Sayyidah Aisyah hidup bersama Nabi Muhammad SAW kurang lebih sembilan tahun—hingga Nabi wafat. Mereka mengarungi bahtera rumah tangga dengan penuh keridhaan dan kasih sayang. Sayyidah Aisyah memiliki kedudukan dan keistimewaan tersendiri di hati Nabi. Ia juga begitu dicintai Nabi sehingga sebagian sahabat menyebutnya dengan ‘kekasih Rasulullah’. 

Pada suatu kesempatan, Sayyidah Aisyah pernah bertanya perihal bagaimana cinta Nabi kepadanya.

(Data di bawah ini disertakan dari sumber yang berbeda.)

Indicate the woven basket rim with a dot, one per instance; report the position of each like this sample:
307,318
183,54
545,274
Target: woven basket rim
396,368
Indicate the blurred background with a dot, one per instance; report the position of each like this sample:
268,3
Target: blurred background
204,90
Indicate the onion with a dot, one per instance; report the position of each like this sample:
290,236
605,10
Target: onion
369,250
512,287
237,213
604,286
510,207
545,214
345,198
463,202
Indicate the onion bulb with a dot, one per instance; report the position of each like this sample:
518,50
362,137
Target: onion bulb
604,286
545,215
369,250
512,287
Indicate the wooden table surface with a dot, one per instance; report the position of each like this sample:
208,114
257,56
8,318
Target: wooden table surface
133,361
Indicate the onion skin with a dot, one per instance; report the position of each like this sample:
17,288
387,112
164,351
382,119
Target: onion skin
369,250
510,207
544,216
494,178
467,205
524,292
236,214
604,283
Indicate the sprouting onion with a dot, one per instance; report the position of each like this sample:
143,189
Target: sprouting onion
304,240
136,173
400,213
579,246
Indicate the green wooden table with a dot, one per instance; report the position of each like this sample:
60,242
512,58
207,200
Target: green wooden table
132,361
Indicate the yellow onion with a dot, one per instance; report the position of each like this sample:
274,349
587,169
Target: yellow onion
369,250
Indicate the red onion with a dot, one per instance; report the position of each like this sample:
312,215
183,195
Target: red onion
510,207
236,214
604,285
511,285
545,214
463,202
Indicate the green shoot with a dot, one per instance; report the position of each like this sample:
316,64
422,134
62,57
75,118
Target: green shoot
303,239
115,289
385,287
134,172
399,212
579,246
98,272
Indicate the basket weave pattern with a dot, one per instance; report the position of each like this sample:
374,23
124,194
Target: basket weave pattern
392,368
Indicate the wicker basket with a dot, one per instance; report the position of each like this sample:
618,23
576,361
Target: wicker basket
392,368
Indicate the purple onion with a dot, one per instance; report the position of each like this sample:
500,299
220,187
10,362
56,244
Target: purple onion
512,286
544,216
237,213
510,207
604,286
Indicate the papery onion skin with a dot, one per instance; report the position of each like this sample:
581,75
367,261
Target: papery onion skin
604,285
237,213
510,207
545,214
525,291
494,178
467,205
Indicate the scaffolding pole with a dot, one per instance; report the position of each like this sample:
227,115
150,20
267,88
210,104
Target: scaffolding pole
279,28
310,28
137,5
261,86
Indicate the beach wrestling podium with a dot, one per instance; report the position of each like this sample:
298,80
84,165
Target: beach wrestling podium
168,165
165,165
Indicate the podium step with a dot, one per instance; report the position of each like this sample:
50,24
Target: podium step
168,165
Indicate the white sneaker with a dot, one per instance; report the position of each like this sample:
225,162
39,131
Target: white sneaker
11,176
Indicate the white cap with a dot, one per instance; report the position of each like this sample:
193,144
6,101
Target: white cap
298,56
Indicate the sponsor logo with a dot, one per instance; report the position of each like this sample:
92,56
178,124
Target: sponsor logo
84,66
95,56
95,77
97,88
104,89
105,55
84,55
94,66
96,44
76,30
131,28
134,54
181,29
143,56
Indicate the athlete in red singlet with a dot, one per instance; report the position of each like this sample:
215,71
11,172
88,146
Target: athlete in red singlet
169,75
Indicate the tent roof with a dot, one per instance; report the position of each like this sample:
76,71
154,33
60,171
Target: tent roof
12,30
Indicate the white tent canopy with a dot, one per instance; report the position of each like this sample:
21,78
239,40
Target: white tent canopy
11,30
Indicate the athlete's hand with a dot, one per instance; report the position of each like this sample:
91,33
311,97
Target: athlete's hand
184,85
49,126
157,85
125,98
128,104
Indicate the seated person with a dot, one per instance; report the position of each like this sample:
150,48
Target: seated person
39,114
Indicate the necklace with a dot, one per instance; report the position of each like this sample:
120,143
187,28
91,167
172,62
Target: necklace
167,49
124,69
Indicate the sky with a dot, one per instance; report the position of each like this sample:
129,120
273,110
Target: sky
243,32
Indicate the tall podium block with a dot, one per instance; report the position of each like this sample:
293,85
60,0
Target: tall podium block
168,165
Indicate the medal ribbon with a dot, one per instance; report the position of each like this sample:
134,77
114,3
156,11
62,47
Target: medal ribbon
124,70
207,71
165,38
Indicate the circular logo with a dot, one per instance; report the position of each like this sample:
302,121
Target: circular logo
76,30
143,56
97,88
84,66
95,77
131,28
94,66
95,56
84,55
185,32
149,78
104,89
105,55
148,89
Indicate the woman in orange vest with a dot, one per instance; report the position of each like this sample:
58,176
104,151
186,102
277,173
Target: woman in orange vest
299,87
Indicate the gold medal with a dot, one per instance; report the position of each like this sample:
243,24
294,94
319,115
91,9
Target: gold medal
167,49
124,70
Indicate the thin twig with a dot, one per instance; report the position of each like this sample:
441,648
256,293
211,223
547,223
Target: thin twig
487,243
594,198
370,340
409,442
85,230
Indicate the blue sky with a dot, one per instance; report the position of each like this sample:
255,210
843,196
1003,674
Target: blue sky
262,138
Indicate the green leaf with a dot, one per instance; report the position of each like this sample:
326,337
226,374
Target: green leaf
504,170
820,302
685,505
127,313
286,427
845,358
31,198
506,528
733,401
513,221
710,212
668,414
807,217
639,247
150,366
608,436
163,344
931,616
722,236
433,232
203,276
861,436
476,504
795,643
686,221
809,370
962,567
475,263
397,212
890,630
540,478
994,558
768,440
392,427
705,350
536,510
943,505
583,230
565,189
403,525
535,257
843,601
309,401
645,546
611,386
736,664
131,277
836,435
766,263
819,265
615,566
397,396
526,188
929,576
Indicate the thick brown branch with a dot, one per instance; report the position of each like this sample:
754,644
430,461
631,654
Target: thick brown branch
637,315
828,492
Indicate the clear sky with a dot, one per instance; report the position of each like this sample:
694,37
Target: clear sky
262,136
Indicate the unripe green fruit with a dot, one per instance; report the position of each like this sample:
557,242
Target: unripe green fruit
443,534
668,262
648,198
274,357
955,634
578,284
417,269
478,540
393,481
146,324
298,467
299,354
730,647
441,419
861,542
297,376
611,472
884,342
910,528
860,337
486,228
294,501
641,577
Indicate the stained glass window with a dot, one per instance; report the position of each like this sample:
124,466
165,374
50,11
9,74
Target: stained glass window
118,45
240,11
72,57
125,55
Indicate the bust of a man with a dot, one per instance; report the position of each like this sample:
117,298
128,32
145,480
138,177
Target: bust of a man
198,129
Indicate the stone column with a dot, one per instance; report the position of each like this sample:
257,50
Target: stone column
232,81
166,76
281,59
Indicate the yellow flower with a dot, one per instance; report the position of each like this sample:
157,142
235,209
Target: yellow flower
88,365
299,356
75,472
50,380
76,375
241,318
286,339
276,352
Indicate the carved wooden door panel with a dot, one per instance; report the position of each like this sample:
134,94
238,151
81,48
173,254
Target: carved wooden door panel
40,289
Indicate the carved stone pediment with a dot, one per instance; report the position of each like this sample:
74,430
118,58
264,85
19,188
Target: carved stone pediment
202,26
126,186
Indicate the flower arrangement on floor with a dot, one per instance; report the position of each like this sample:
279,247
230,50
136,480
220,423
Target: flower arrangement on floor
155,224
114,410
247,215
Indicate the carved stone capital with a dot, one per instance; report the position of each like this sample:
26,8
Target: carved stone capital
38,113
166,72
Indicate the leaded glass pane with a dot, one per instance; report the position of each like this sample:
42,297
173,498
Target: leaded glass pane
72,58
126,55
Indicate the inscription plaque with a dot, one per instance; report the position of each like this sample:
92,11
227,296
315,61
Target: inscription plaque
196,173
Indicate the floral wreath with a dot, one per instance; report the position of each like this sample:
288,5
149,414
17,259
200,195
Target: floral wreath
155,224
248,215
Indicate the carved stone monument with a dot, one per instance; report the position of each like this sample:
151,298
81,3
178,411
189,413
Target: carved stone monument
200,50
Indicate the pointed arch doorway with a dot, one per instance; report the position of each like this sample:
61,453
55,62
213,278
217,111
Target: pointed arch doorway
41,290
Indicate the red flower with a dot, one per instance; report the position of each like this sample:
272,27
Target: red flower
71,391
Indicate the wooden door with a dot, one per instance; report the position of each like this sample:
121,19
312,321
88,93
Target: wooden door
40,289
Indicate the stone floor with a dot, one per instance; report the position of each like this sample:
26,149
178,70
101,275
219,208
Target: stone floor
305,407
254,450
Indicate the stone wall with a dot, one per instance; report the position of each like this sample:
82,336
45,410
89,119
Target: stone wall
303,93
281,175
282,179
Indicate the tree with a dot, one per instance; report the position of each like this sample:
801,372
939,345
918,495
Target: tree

Beliau menjawab, cintanya kepada Sayyidah Aisyah itu seperti 'simpul tali' yang tidak pernah berubah. Atas hal itu, Nabi Muhammad meminta kepada para sahabatnya agar juga mencintai Aisyah dan tidak menyakitinya. 

Sayyidah Aisyah dan Nabi Muhammad kerap kali bermanja-manjaan, baik melalui ucapan maupun tindakan. Misalnya, merujuk Kemesraan Nabi Bersama Istri (Adib al-Kamdani, 2007), Nabi seringkali memanggil Aisyah dengan panggilan sayang seperti Humaira—isim tasghir, bentuk kata yang bermakna sesuatu yang mungil untuk memanjakan dan menunjukkan kecintaan. Humairah berasal dari kata hamra yang berarti putih kemerah-merahan. Nabi terkadang juga menyapa Aisyah dengan ‘Aisy’, dengan gaya bahasa tarkhim—membuang huruf terakhir untuk menunjukkan kemanjaan dan kesayangan. Ketika istrinya tersebut marah, Nabi mencubit hidungnya dan memanggilnya dengan Uways (panggilan kecil Aisyah).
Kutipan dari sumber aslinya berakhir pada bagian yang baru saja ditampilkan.